Monday, October 17, 2011

Hurricane I

This is the first part of a two-part case.

You are on call covering a whole hospital of medicine patients when you get a call from a nurse that a patient who recently had an upper endoscopy has a sore throat. The patient is a 50 year old African American gentleman with hypertension and alcohol abuse who presented with coffee ground emesis. His EGD was negative. The plan on the sign out is to discharge him the following day. His labs look fine.
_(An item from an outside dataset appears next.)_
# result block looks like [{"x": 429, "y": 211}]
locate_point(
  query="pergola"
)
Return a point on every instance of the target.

You decide to write him for benzocaine 20% topical throat spray and his symptoms resolve.

Once the floor quiets down, you go to sleep, and at midnight, the nurse pages you and says the patient now has a headache, fatigue, and lethargy. You figure he's just not sleeping so you give him acetaminophen and zolpidem. You go back to bed.

At 3am, a code blue is called and you rush down to find...this patient. The code blue was called for respiratory depression and hypoxia. You note an oxygen saturation of 86% and the patient is minimally arousable. You go ahead and get an arterial blood gas, shown in the image. The patient's ABG is the tube on the left; a control ABG is on the right.

Challenge: The results of the ABG are pending, but your initial diagnosis is...what?

Image shown under Fair Use.

5 comments:

tree said...

methemoglobinemia

sid said...

Methaemoglobinemia

Anonymous said...

methemoglobinemia 2/2 benzocaine

Irene said...

love this site, craig! I guess methemoglobinemia :)

Craig Chen said...

Yes! I actually got asked this by an attending today! Good thing I looked it up :)
-
Hurricane I

This is methemoglobinemia, and one of the most common acquired causes are topical anesthetics like benzocaine (also called “Hurricane spray”). The blood in an arterial blood gas is described as dark-red, chocolate, or brownish. In methemoglobinemia, the oxygen saturation is close to 85% but the PaO2 is normal.